Aprovechando que en estos días la Selección española intenta por segunda vez consecutiva hacerse con la copa Confederaciones, lo que pretendo es introducir a un personaje esférico que nació allá por 1982 para convertirse en la mascota del Mundial de Fútbol que ese año se celebraba en España. Sí, se trata de Naranjito, un cítrico ataviado con el uniforme del combinado nacional que se dejó ver en toda clase de merchandising, además de protagonizar su propia serie de dibujos animados acompañado de una pandilla de personajes creados ad hoc.
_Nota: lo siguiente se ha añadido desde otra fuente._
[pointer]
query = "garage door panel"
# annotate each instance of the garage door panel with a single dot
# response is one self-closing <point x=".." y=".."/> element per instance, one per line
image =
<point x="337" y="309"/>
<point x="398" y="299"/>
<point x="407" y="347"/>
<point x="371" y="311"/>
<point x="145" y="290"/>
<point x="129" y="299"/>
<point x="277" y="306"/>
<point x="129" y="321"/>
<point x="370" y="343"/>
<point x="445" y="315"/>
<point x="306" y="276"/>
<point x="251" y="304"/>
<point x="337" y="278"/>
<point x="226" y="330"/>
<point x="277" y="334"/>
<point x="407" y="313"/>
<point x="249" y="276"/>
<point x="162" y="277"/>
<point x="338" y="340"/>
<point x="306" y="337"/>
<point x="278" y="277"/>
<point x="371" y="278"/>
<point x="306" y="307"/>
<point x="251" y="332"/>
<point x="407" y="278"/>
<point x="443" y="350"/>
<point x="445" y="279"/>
En 1982, mi hermano tenía poco más de un año, así que le regalaron un tentetieso con la forma de Naranjito. Como yo tenía ya unos cuatro, el mío era algo más pequeño y de escayola esmaltada. Sólo uno logró sobrevivir y llegar hasta nuestros días. Contrariamente a lo que dictaría el sentido común, es el mío. Como puede verse en la foto, se encuentra en (casi) perfecto estado y lo conservo como oro en paño.

Naranjito

Es feo, pero es mi tesooooooooro.

Hablando con un conocido, hace unos días me di cuenta de que en junio del pasado año se cumplieron 20 años desde que terminé la EGB. Esa efeméride escolar, que en Estados Unidos seguramente habría sido motivo de reunión de antiguos alumnos —yo aquí descubrí un grupo de antiguos compañeros en Facebook y tras curiosear un poco decidí que jamás me uniría a él— se me pasó sin pena ni gloria.

Así que, aunque hace casi nueve meses que ocurrió y estrictamente hablamos ya de los 90 y, por tanto, de la preadolescencia, voy a hacer un pequeño homenaje a los 20 años del fin de una etapa con la serie que, al menos en mi clase, causaba en aquellos momentos. Porque con Óliver y Benji, los culebrones llegaron al fútbol. Y con los Caballeros del Zodiaco, ya ni te cuento.

Campeones (Óliver y Benji), Créditos de apertura.